Política

Provedoria de Justiça enfrenta dificuldades

Arão Martins | Lubango

O provedor de Justiça, Carlos Alberto Ferreira Pinto, admitiu, no Lubango, que os serviços locais da Provedoria nas províncias de Cabinda, Bengo, Cuanza-Sul, Huambo e Cunene funcionam com dificuldades, por causa da conjuntura financeira do país.

Fotografia: Dr

Carlos Alberto Ferreira Pinto, que falava durante uma sessão de esclarecimento sobre “O mandato do provedor de Justiça”, explicou que a lei estabelece que para garantir a aproximação do provedor de justiça aos cidadãos, e também a celeridade processual devem ser criados serviços locais.
“A lei não define muito bem que serviços locais são esses, mas entendeu-se que, pelo menos em cada província, devia haver um serviço local”, esclareceu o provedor, acrescentando que foi assim que se iniciou esta tarefa de criação de serviços locais. “Mas, por razões conjunturais, sobretudo orçamentais, apenas foram constituídos cinco serviços locais, nomeadamente nas províncias de Cabinda, Bengo, Cuanza-Sul, Huambo e Cunene”, disse.
Ainda assim, sublinhou, pelas mesmas razões orçamentais, estes serviços locais funcionam com muitas dificuldades. “Quer dizer que não têm um funcionamento pleno e, com efeito, não se colhe perfeitamente aquilo que se pretende com a instalação destes serviços locais”, reconheceu.
Neste cenário, o provedor de Justiça garantiu que o objectivo é consolidar a organização e o funcionamento dos serviços locais já existentes e, progressivamente, irem sendo constituídos serviços locais nas restantes províncias do país.
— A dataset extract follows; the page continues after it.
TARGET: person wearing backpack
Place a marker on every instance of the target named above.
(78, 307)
Para cobrir as lacunas da inexistência dos serviços locais nessas províncias, o provedor de justiça tem recebido queixas dos cidadãos de todas as províncias do país. “Temos recebido queixas, quer por cartas, quer por aplicação directa no site do provedor de justiça ou através de audiências que são concedidas ao cidadão”, disse.
Carlos Alberto Ferreira Pinto acrescentou que o provedor de Justiça concede audiências aos cidadãos que solicitem, às segundas-feiras, terças e quartas-feiras e a provedora de Justiça adjunta faz o mesmo às quintas e sextas-feiras.
Apesar dos custos, disse haver casos de cidadãos que se deslocam propositadamente à capital do país para contactar o provedor de Justiça. “O cidadão está interessado em ver a sua situação resolvida e faz o esforço financeiro para se deslocar à capital do país”, referiu.
A província de Luanda, disse, é a região com a maior ocorrência ou solicitação ao provedor da Justiça, seguida de Benguela.
Participaram na sessão de esclarecimentos sobre o mandato do provedor de Justiça magistrados judiciais e do Ministério Público, titulares de cargos públicos, funcionários, académicos e representantes de igrejas e autoridades tradicionais.